Agents need to know what a tool does to the world before calling it. Descriptions should go beyond structured annotations to explain consequences.

Conciseness5/5

Is the description appropriately sized, front-loaded, and free of redundancy?

The description is a single concise sentence plus a key-value for mutation status. It is front-loaded and contains no extraneous information.

Shorter descriptions cost fewer tokens and are easier for agents to parse. Every sentence should earn its place.

Completeness4/5

Given the tool's complexity, does the description cover enough for an agent to succeed on first attempt?

The description adequately explains the tool's purpose for a simple verification tool with no parameters. It could mention that it outputs a health status, but since an output schema exists, this is not required. Still, it is largely complete.

Complex tools with many parameters or behaviors need more documentation. Simple tools need less. This dimension scales expectations accordingly.

Parameters4/5

Does the description clarify parameter syntax, constraints, interactions, or defaults beyond what the schema provides?

With zero parameters and 100% schema coverage, the description does not need to add parameter info. The baseline 4 is appropriate; it provides the necessary context for a param-free tool.

Input schemas describe structure but not intent. Descriptions should explain non-obvious parameter relationships and valid value ranges.

Purpose5/5

Does the description clearly state what the tool does and how it differs from similar tools?

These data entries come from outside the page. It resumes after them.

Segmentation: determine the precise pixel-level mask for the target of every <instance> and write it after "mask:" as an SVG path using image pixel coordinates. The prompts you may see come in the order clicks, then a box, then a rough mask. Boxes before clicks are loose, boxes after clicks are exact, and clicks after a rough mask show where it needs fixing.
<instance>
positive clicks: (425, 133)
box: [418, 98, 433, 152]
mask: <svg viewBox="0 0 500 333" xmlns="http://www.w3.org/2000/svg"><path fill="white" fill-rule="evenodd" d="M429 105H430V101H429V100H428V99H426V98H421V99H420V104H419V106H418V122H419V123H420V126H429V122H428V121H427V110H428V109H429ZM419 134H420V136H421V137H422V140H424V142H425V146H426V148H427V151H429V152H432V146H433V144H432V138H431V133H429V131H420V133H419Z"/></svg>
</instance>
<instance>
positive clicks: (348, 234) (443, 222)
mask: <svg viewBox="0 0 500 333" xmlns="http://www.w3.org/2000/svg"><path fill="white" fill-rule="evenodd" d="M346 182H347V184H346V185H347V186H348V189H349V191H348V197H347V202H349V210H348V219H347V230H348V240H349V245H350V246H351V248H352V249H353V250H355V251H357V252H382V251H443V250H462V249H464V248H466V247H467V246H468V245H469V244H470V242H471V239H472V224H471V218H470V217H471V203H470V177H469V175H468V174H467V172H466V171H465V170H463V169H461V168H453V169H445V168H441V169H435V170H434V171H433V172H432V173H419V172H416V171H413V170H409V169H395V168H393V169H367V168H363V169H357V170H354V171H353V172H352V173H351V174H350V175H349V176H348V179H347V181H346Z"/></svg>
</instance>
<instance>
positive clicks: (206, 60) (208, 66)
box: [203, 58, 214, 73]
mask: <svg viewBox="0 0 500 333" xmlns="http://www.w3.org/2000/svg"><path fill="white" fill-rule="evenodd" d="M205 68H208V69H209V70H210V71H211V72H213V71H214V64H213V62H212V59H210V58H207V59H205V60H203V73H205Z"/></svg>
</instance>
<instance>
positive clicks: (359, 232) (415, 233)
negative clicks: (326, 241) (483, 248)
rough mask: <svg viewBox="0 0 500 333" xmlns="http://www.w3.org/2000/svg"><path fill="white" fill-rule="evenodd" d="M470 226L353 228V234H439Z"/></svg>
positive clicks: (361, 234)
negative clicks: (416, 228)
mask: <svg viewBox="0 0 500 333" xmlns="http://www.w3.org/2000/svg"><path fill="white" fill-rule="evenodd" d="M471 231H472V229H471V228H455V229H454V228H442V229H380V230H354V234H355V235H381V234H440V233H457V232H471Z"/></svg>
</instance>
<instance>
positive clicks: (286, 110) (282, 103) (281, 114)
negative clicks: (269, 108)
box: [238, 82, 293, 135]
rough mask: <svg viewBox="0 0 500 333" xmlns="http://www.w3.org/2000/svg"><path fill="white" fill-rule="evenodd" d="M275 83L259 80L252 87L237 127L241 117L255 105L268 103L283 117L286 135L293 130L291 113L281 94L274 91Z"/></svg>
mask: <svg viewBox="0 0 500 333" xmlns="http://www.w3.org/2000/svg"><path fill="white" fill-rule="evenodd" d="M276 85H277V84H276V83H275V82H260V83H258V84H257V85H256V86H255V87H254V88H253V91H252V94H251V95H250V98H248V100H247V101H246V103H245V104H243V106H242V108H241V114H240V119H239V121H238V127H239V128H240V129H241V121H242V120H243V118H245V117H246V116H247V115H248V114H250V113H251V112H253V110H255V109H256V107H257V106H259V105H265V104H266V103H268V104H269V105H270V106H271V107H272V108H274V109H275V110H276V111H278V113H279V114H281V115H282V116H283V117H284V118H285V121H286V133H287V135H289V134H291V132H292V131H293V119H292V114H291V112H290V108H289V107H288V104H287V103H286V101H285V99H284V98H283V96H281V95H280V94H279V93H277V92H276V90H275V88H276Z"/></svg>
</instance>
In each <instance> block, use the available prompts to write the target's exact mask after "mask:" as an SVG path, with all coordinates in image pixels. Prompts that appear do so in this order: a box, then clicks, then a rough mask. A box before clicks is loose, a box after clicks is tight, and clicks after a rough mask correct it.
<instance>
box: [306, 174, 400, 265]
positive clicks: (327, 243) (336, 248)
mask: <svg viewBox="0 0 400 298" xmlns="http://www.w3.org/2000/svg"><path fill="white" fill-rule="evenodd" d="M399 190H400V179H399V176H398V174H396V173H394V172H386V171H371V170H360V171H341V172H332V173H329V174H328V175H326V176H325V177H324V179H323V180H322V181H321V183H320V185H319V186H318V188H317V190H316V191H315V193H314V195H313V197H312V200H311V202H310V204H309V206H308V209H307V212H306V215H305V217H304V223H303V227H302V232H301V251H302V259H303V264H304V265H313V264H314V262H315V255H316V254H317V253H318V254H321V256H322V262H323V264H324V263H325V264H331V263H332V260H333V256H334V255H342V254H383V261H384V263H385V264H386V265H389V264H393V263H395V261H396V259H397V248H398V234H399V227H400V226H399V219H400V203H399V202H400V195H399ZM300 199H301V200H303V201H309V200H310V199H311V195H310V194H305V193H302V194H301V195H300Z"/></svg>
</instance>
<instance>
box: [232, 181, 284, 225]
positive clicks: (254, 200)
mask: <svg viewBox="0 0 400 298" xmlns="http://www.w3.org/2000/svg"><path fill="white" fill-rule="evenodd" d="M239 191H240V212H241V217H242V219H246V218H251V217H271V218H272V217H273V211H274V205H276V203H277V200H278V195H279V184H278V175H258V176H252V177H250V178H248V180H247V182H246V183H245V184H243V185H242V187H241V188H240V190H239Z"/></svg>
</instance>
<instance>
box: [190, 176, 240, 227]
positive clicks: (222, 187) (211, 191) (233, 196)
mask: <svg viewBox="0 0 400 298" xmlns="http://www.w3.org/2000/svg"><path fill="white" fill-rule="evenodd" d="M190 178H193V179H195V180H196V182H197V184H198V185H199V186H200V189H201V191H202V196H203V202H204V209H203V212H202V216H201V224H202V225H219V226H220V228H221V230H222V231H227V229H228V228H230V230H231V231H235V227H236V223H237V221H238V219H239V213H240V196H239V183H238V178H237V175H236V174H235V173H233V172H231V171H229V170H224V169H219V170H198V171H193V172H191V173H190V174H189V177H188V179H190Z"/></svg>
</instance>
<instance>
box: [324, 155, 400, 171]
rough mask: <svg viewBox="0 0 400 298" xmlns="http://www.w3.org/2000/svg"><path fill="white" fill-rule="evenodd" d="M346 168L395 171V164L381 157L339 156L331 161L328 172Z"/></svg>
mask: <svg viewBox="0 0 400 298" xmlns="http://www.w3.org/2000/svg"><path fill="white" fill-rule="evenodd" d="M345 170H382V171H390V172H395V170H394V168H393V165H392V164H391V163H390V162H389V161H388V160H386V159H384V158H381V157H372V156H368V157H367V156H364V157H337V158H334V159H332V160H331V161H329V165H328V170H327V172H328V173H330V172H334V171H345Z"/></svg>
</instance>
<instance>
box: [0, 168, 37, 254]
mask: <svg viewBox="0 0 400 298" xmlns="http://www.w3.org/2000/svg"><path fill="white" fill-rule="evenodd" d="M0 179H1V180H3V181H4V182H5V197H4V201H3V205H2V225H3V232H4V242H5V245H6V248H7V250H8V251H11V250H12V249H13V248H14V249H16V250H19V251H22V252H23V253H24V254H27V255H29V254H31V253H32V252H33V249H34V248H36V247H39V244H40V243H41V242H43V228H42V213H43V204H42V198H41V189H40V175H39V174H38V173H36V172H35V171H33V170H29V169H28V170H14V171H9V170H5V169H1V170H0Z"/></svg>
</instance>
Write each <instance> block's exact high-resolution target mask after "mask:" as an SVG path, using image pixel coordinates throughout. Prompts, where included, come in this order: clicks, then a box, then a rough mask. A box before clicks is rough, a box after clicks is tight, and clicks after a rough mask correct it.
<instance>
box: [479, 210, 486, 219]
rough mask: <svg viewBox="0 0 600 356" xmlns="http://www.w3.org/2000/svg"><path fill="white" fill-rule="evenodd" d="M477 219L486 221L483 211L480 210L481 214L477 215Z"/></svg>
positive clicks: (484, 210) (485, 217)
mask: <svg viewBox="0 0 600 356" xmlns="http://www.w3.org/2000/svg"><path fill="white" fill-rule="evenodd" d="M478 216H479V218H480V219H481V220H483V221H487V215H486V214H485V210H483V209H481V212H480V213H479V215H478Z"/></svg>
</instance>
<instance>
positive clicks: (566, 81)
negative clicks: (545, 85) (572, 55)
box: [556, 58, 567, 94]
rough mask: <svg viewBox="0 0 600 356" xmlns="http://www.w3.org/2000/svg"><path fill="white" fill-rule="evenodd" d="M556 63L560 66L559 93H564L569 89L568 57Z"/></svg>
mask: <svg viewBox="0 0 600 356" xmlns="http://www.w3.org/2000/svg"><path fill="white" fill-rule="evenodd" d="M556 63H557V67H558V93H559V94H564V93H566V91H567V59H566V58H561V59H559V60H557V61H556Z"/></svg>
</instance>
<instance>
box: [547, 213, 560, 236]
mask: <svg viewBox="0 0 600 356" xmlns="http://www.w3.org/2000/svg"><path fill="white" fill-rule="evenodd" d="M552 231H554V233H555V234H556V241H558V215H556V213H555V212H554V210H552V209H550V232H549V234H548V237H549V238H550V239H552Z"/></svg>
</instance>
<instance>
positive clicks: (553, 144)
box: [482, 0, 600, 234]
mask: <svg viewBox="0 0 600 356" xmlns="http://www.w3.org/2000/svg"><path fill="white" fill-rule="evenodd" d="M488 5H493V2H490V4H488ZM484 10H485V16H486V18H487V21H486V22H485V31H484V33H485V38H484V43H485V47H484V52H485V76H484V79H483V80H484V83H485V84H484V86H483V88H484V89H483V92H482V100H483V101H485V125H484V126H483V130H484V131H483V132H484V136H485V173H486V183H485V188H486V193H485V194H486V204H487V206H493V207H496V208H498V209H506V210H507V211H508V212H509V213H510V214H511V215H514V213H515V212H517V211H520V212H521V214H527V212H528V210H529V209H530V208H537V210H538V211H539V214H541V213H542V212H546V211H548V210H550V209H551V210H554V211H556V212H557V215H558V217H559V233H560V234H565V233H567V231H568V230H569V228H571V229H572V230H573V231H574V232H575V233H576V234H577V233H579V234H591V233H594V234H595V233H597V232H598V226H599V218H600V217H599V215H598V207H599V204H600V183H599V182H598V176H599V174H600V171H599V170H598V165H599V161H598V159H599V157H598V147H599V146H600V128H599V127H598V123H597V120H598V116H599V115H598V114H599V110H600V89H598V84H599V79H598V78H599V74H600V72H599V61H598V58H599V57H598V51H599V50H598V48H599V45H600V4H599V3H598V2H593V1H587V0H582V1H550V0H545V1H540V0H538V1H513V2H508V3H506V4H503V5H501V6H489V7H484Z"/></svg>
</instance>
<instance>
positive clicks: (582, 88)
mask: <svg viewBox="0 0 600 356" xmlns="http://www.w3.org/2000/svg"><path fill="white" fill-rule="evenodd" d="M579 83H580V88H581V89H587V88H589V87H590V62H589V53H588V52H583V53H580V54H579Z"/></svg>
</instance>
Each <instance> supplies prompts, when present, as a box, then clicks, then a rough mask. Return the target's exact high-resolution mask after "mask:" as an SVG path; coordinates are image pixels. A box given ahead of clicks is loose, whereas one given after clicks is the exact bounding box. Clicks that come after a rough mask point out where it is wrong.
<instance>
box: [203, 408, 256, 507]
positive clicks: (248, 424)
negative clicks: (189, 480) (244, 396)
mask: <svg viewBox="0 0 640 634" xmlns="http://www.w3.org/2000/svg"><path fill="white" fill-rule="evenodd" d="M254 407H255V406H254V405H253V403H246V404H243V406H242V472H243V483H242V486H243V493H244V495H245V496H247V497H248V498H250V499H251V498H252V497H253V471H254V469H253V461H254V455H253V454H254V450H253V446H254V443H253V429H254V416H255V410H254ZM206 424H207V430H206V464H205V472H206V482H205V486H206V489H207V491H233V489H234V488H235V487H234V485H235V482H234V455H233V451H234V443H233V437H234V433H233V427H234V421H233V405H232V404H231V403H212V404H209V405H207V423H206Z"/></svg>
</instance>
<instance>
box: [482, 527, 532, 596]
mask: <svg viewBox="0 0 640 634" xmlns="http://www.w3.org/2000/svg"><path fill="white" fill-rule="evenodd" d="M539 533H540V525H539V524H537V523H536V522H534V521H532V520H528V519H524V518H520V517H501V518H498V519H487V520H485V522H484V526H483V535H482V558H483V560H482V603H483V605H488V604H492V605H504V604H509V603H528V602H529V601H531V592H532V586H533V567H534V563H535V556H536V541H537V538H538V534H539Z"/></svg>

The description clearly states it verifies reachability of Prowlarr and qBittorrent and surfaces config, using specific verbs and resources. It distinguishes from siblings which involve cancellation, preparation, setup, or stopping.

Agents choose between tools based on descriptions. A clear purpose with a specific verb and resource helps agents select the right tool.

Usage Guidelines3/5

Does the description explain when to use this tool, when not to, or what alternatives exist?

The description implies use for checking connectivity but lacks explicit context, such as when to use this over siblings (e.g., before triggering other operations). No exclusions or alternatives are mentioned.

Agents often have multiple tools that could apply. Explicit usage guidance like "use X instead of Y when Z" prevents misuse.